Key recommendations include:
- Answering questions clearly and early


- Organising content with strong headings and logical structure

- Ensure pages are accessible, fast, and properly structured so AI tools and search engines can easily index and interpret them.

- Make sure the visuals used match the content and not added just for aesthetics

For marketers using LinkedIn, the takeaway is simple – you need to remember you are writing for humans. So focus on content that is clear, structured, and authoritative is more likely to surface in AI-generated responses.
- If any brand, or person uses a third-party plug-in, or app, or a script to post comments, LinkedIn will now flag them. LinkedIn is monitoring the comment strictly to keep the authentic conversations going on. Such automated comments will now be:
- removed from the “most relevant” section (which is the default sort order)
- Will not be shared outside the commentor’s network
- And if one person constantly uses automated comments, they will be restricted to use LinkedIn thereafter
This does not affect any scheduling platforms or content management platforms that we use to plan, schedule and post your content.
- In 2025, there was a widespread rumour that META will start reading your private DMs and conversations to train their AI. META has now confirmed that they do not use the content of your private conversations in anyway to train the AI. Instead, they will be tracking your interactions with AI content on the platform, and other AI features, to personalise your Instagram experience.
- META is cooking up a new app in store for snaps and disappearing stories – something like Snapchat, but for META.

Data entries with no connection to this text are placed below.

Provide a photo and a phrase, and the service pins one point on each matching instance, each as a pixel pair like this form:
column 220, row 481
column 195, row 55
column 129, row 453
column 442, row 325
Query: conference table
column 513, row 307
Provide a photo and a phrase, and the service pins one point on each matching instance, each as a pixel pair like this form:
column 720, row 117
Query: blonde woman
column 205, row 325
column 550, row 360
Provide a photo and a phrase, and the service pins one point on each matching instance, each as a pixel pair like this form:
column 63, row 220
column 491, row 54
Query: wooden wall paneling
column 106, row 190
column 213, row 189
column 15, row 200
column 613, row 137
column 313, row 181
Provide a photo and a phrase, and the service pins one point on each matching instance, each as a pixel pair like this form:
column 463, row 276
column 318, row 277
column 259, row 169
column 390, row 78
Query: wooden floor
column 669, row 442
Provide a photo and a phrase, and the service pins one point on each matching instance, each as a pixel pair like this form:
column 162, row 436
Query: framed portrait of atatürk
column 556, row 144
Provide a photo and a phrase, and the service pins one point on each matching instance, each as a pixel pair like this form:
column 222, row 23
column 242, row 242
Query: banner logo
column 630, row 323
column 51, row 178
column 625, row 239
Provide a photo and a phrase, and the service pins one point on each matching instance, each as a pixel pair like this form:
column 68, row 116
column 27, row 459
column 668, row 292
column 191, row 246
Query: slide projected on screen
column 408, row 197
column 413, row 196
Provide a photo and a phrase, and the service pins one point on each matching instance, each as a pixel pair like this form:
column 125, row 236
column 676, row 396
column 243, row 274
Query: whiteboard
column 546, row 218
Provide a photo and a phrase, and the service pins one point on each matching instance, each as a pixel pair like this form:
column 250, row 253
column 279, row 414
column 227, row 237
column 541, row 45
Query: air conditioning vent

- Instagram is planning to release a new subscription-based feature for creators called the “shorts drama”. These will be reels that are posted as episodes. Once live, creators will be able to add their reels as episodes to this section.
- Adam Mosseri recently announced that Instagram is testing a new “Instagram for TV” experience, starting with Amazon Fire TV devices in the U.S.
Here’s what the feature does:
Reels on the big screen
Users can watch Instagram Reels from creators they follow directly on their TV.
Channel-style browsing
Reels are grouped into interest-based channels (similar to how YouTube or TikTok TV works).
Creator search on TV
You can search for creators and watch their videos on the television.
Built for shared viewing
The idea is to turn Instagram content into something you can watch together on a larger screen, not just on a phone.
More TV platforms coming
Right now it’s only being tested on Amazon Fire TV, but Instagram plans to expand to other smart TV platforms (which could include Google TV / Android TV later).
This signals Instagram moving toward living-room content consumption, similar to how:
- YouTube dominates TV viewing
- TikTok already has TV apps
It could change how creators design content, especially reels that work well on larger screens.
- The platform is testing a new feature where instead of “Following”, it’ll be “Friends”. It has been rolled out to some of the users as a Beta testing phase.
YouTube
- YouTube’s auto dubbing feature is now available in 27 languages. This auto dubbing feature also recongnises and filters which videos to dub and which not to – such as music videos or silent vlogs.
- New YouTube TV plans have been launched across Sports, News, Entertainment and Family content, priced lower than the main YouTube TV Plan.
- Captions will now automatically turned on even when the audio is on mute. This featurre is currently rolled out to tablets and mobile phones, whereas some laptop users have also got this option as part of the testing phase.
- Gifts and Jewels in livestreams have been rolled out to creators in Canada, as part of the new monetisation scheme. YouTube says this is also a good way for the fans and creators to interact and for fans to support their favourite creators.
- YouTube is easing up its ad policies for videos that are covering ‘controversial’ or ‘sensitive’ topics such as women empowerment, mental health, reproductive rights, abuse and such. Creators focusing on such niche topics will now be able to earn more than before as long as their content does not contain graphic scenes or descriptions.